00:10:59.040 Event sourcing primarily revolves around the concept of events. You can describe an event in different ways; in this context, it is a message. If a component performs an action, it publishes an event, broadcasting that a change has occurred. An event is a message designed to convey a specific purpose. For example, someone might deposit money into a bank account, or a user could be registered. When an event occurs, it has a corresponding cause, which is referred to as a command. A command requests an action to be executed, while an event is the outcome of that action. Both commands and events are just messages.
00:12:01.600 In the context of the Eventide toolkit, we can define messages in code as very simple Ruby classes using basic syntax to specify their attributes. This allows us to establish both commands and events as messages. For instance, consider an order entity with ID seven. You can request various actions from that entity, like adding a line item or updating a shipping address. Each command we issue to that entity is organized into something called a command stream. Streams are the fundamental unit of message organization. You do not create streams; instead, you create messages that belong to a particular stream. In this way, the command stream for an order looks like this, allowing us to track the commands associated with this specific entity.
00:13:06.960 Once we process commands, they might produce corresponding events. Similarly, just like a command stream, there is an event stream. This stream is crucial because it contains all the events that have occurred, representing every change associated with the entity. In essence, this stream holds all the information about the entity.
00:13:50.720 Now that we have commands and events, we need to store them. We utilize MessageDB for this purpose. The key advantage of MessageDB is that it is implemented on top of PostgreSQL. Thus, to begin event sourcing in Ruby, you only need to have and know PostgreSQL. You can install MessageDB, which is essentially a single-table implementation that simplifies things greatly. While there is additional database-related complexity, fundamentally, it revolves around one table containing all the messages.
00:14:33.200 Let’s explore what's inside this table. It includes various attributes: global position, which serves as a sequence number for the message starting from zero and staggering potentially to infinity. The 'position' indicates a sequence within a single stream. We also track the timestamp of when the event occurred and the stream name, which we discussed earlier. The 'type' attribute corresponds to the message class, such as add line item or line item edit. Additionally, the 'data' field stores important messages in JSON format containing all the attributes and their values. Other metadata, also in JSON, informs how the message was created, relating to any other streams or previous events. Lastly, we have a unique message ID identified via UUIDs.
00:15:44.720 We talked about commands, events, and the need for a consumer to process these commands and generate events.
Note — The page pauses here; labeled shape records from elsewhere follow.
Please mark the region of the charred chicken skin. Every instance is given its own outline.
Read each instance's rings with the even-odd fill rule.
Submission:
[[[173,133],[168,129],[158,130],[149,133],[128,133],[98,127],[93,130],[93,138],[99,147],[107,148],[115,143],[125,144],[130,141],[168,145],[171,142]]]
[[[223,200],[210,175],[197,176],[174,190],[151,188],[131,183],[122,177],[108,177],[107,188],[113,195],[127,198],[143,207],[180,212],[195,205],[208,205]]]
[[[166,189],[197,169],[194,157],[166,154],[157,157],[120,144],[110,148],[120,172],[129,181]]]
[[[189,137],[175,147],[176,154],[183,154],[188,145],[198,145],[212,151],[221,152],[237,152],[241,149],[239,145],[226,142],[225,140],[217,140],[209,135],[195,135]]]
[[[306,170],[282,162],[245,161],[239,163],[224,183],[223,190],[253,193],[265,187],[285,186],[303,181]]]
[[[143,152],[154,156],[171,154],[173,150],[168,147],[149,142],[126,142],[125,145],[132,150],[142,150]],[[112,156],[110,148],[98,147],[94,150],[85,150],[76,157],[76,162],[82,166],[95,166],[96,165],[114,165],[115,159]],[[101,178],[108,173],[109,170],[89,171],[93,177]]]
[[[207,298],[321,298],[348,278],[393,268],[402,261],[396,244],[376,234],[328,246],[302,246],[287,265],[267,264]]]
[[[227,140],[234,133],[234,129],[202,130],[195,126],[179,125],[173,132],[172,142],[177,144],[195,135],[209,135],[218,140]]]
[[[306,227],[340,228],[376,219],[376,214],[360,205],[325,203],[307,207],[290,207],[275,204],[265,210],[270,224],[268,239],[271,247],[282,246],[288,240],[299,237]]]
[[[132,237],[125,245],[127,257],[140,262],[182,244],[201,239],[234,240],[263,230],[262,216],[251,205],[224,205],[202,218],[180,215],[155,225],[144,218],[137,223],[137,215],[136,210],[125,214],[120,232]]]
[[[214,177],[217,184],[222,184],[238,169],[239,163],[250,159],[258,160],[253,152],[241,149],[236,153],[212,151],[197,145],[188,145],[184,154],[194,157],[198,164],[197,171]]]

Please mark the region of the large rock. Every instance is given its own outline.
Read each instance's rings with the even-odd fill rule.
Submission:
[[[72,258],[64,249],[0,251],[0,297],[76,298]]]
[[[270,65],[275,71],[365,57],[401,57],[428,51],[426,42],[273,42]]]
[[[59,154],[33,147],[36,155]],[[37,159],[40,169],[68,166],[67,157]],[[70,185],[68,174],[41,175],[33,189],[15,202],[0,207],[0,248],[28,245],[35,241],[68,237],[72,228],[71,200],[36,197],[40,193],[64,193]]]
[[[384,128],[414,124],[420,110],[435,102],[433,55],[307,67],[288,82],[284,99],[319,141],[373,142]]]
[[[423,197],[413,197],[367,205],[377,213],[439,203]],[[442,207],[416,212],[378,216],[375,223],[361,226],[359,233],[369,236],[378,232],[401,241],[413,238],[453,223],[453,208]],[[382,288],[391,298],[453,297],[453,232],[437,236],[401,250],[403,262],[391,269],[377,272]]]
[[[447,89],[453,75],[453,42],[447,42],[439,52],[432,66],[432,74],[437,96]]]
A consumer can be thought of as a process similar to a Sidekiq worker that constantly reads messages from a single category. It processes these messages, applying the relevant business logic and producing events. In the realm of consumers, we find something known as handlers. Each handler is a block of business logic responsible for handling a specific type of message. For instance, one handler would cater to deposit messages while another handles withdrawal requests.
00:17:03.680 To illustrate, let’s consider a command handling example. Each handler processes the appropriate message type and can publish a new message at the end of its process. Additionally, a consumer does not solely read commands; it can also respond to events. This flexibility allows modeling any type of logic, where something reacts to an event. For instance, once an order is finalized, a corresponding event would be published, prompting other components to generate invoices, notify services, or handle logistics for shipping. In this case, we describe this architecture as a publish-subscribe messaging pattern.
00:18:07.760 Publishers publish messages without determining the specific recipients; they send messages to a broad category without needing to know which subscribers are reading them. On the flip side, subscribers are simply notified about messages within these categories. The beauty of this system is that publishers and subscribers operate independently.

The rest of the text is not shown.